If this is a single CPU system, the game ends here, we pick it out of RAM and move on.

On a Multi-CPU system, and it doesn’t matter if the CPUs share a socket or have their own, we first have to check if any of the other CPUs have a modified copy of n_foo stored in their caches, so a special bus-transaction goes out to find this out, if if some cpu comes back and says “yeah, I have it” that cpu gets to write it to RAM. On good hardware designs, our CPU will listen in on the bus during that write operation, on bad designs it will have to do a memory read afterwards.

Now the CPU can increment the value of n_foo, and write it back. But it is unlikely to go directly back to memory, we might need it again quickly, so the modified value gets stored in our own L1 cache and then at some point, it will end up in RAM.

Now imagine that another CPU wants to n_bar+++ at the same time, can it do that ? No. Caches operate not on bytes but on some “linesize” of bytes, typically from 8 to 128 bytes in each line. So since the first cpu was busy dealing with n_foo, the second CPU will be trying to grab the same cache-line, so it will have to wait, even through it is a different variable.

Starting to get the idea ?

Yes, it’s ugly.

How do we cope ?

Avoid memory operations if at all possible.

Here are some ways Varnish tries to do that:

When we need to handle a HTTP request or response, we have an array of pointers and a workspace. We do not call malloc(3) for each header. We call it once for the entire workspace and then we pick space for the headers from there. The nice thing about this is that we usually free the entire header in one go and we can do that simply by resetting a pointer to the start of the workspace.

When we need to copy a HTTP header from one request to another (or from a response to another) we don’t copy the string, we just copy the pointer to it. Provided we do not change or free the source headers, this is perfectly safe, a good example is copying from the client request to the request we will send to the backend.

When the new header has a longer lifetime than the source, then we have to copy it.
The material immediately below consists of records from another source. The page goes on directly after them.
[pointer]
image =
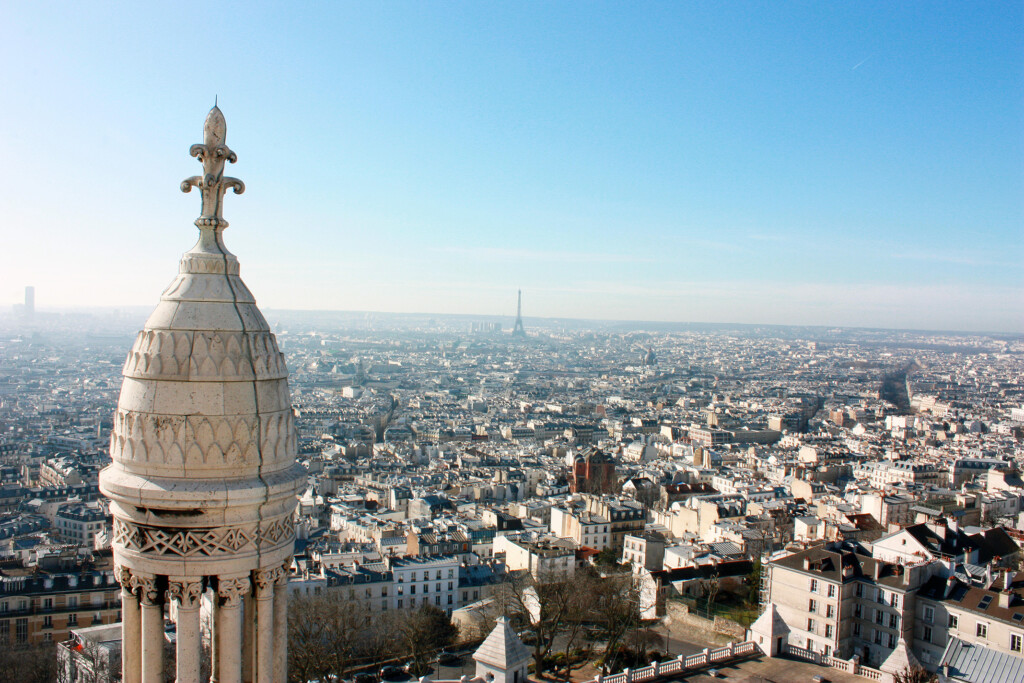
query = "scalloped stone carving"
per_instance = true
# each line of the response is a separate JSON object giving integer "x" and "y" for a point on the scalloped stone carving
{"x": 171, "y": 439}
{"x": 194, "y": 542}
{"x": 172, "y": 354}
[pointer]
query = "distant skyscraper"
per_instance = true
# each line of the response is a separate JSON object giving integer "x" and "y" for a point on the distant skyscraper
{"x": 517, "y": 330}
{"x": 204, "y": 479}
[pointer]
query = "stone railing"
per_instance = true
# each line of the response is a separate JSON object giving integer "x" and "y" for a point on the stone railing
{"x": 849, "y": 666}
{"x": 683, "y": 664}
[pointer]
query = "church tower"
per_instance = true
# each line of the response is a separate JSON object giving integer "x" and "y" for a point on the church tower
{"x": 203, "y": 482}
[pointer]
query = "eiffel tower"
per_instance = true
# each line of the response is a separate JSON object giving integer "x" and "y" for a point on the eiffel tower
{"x": 517, "y": 329}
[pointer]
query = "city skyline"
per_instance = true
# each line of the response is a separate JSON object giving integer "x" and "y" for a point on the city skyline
{"x": 838, "y": 166}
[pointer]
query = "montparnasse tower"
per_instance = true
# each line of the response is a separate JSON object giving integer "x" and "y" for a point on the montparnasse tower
{"x": 204, "y": 480}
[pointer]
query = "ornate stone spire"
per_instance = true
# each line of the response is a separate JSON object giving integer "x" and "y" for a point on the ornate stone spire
{"x": 203, "y": 479}
{"x": 212, "y": 154}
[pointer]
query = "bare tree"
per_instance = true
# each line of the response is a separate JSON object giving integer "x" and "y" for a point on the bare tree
{"x": 615, "y": 606}
{"x": 424, "y": 633}
{"x": 913, "y": 674}
{"x": 323, "y": 634}
{"x": 545, "y": 605}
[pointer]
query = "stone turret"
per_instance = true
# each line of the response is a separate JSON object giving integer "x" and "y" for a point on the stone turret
{"x": 502, "y": 657}
{"x": 203, "y": 481}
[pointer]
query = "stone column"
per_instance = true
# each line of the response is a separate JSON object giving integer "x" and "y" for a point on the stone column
{"x": 230, "y": 591}
{"x": 264, "y": 581}
{"x": 131, "y": 629}
{"x": 248, "y": 638}
{"x": 281, "y": 626}
{"x": 153, "y": 630}
{"x": 186, "y": 593}
{"x": 214, "y": 635}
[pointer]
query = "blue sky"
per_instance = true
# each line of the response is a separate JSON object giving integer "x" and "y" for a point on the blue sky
{"x": 857, "y": 164}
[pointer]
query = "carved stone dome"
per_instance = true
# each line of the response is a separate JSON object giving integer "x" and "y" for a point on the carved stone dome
{"x": 204, "y": 440}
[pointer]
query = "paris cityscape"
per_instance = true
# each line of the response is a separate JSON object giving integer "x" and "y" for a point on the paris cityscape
{"x": 549, "y": 342}
{"x": 717, "y": 470}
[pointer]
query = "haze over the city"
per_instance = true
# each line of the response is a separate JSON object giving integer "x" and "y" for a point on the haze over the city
{"x": 795, "y": 164}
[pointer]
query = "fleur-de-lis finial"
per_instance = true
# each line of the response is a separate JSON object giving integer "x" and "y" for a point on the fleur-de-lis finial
{"x": 213, "y": 183}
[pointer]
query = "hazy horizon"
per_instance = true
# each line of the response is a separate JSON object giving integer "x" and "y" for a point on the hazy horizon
{"x": 857, "y": 166}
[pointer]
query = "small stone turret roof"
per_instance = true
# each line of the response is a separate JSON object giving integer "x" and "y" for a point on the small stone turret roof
{"x": 502, "y": 649}
{"x": 900, "y": 659}
{"x": 770, "y": 624}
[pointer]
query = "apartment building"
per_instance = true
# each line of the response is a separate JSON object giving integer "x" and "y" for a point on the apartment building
{"x": 586, "y": 529}
{"x": 841, "y": 602}
{"x": 36, "y": 608}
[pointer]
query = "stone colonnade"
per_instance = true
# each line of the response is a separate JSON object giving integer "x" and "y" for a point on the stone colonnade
{"x": 249, "y": 642}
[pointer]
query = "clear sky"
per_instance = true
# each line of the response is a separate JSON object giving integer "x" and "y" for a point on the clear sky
{"x": 855, "y": 164}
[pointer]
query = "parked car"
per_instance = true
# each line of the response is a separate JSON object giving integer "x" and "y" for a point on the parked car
{"x": 418, "y": 670}
{"x": 392, "y": 673}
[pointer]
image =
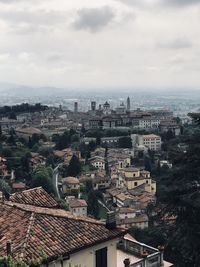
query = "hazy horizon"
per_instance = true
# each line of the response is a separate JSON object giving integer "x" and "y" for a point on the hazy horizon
{"x": 100, "y": 44}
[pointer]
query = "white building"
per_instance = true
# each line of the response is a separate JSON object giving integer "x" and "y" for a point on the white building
{"x": 78, "y": 206}
{"x": 151, "y": 141}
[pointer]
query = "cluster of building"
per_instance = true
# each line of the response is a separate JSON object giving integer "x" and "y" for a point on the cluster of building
{"x": 54, "y": 120}
{"x": 33, "y": 227}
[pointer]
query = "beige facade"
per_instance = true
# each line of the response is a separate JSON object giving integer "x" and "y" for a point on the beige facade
{"x": 87, "y": 257}
{"x": 135, "y": 177}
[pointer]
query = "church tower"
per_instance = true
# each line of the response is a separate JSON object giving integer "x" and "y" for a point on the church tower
{"x": 128, "y": 104}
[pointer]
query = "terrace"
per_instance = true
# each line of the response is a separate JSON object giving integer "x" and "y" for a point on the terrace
{"x": 136, "y": 254}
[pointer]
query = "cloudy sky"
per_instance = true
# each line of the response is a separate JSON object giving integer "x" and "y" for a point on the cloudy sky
{"x": 107, "y": 43}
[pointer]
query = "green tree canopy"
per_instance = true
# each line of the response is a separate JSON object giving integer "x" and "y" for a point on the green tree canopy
{"x": 43, "y": 176}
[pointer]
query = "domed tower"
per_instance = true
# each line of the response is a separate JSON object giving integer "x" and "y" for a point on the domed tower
{"x": 128, "y": 104}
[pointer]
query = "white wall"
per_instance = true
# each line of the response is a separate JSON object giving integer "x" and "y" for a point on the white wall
{"x": 86, "y": 257}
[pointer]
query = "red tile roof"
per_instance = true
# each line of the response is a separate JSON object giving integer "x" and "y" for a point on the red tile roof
{"x": 76, "y": 203}
{"x": 35, "y": 232}
{"x": 36, "y": 196}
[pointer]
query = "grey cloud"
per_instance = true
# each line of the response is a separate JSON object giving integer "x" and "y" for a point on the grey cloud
{"x": 159, "y": 3}
{"x": 180, "y": 3}
{"x": 179, "y": 43}
{"x": 93, "y": 19}
{"x": 23, "y": 22}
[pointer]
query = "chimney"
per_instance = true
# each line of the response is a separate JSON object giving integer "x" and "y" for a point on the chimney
{"x": 8, "y": 248}
{"x": 161, "y": 250}
{"x": 1, "y": 197}
{"x": 75, "y": 107}
{"x": 111, "y": 220}
{"x": 127, "y": 263}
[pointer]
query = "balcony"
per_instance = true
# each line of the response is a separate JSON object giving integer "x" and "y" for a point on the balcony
{"x": 140, "y": 255}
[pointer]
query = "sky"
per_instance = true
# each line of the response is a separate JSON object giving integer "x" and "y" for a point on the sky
{"x": 100, "y": 44}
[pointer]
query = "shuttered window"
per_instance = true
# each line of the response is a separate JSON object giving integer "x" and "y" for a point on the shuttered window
{"x": 101, "y": 258}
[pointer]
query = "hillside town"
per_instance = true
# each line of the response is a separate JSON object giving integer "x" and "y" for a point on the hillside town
{"x": 97, "y": 169}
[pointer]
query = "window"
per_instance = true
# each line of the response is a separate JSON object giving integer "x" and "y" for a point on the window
{"x": 101, "y": 258}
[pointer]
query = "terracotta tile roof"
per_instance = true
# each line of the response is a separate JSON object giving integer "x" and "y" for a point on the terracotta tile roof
{"x": 75, "y": 203}
{"x": 36, "y": 196}
{"x": 35, "y": 231}
{"x": 28, "y": 130}
{"x": 151, "y": 136}
{"x": 70, "y": 180}
{"x": 19, "y": 185}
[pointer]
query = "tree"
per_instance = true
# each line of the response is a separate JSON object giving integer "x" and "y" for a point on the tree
{"x": 43, "y": 176}
{"x": 125, "y": 142}
{"x": 74, "y": 167}
{"x": 12, "y": 116}
{"x": 93, "y": 205}
{"x": 10, "y": 262}
{"x": 181, "y": 198}
{"x": 88, "y": 186}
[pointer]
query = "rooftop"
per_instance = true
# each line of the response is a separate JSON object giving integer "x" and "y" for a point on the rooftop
{"x": 35, "y": 232}
{"x": 70, "y": 180}
{"x": 36, "y": 196}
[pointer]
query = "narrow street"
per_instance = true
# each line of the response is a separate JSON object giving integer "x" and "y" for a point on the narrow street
{"x": 55, "y": 180}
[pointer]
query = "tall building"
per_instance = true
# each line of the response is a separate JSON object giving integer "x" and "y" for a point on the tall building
{"x": 93, "y": 105}
{"x": 128, "y": 104}
{"x": 75, "y": 107}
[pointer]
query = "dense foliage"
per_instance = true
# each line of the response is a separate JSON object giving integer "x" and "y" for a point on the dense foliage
{"x": 177, "y": 224}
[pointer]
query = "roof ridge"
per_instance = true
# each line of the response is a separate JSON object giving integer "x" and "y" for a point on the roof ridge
{"x": 30, "y": 189}
{"x": 31, "y": 222}
{"x": 44, "y": 211}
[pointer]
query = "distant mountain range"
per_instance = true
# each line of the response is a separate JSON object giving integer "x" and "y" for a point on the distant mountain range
{"x": 21, "y": 90}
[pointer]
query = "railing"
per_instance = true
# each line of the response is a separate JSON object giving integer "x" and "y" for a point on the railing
{"x": 152, "y": 258}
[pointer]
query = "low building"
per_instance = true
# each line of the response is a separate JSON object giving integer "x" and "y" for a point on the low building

For instance when we store headers in a cached object. But in that case we build the new header in a workspace, and once we know how big it will be, we do a single malloc(3) to get the space and then we put the entire header in that space.

We also try to reuse memory which is likely to be in the caches.

The worker threads are used in “most recently busy” fashion, when a workerthread becomes free it goes to the front of the queue where it is most likely to get the next request, so that all the memory it already has cached, stack space, variables etc, can be reused while in the cache, instead of having the expensive fetches from RAM.

We also give each worker thread a private set of variables it is likely to need, all allocated on the stack of the thread. That way we are certain that they occupy a page in RAM which none of the other CPUs will ever think about touching as long as this thread runs on its own CPU. That way they will not fight about the cachelines.

If all this sounds foreign to you, let me just assure you that it works: we spend less than 18 system calls on serving a cache hit, and even many of those are calls tog get timestamps for statistics.

These techniques are also nothing new, we have used them in the kernel for more than a decade, now it’s your turn to learn them :-)

So Welcome to Varnish, a 2006 architecture program.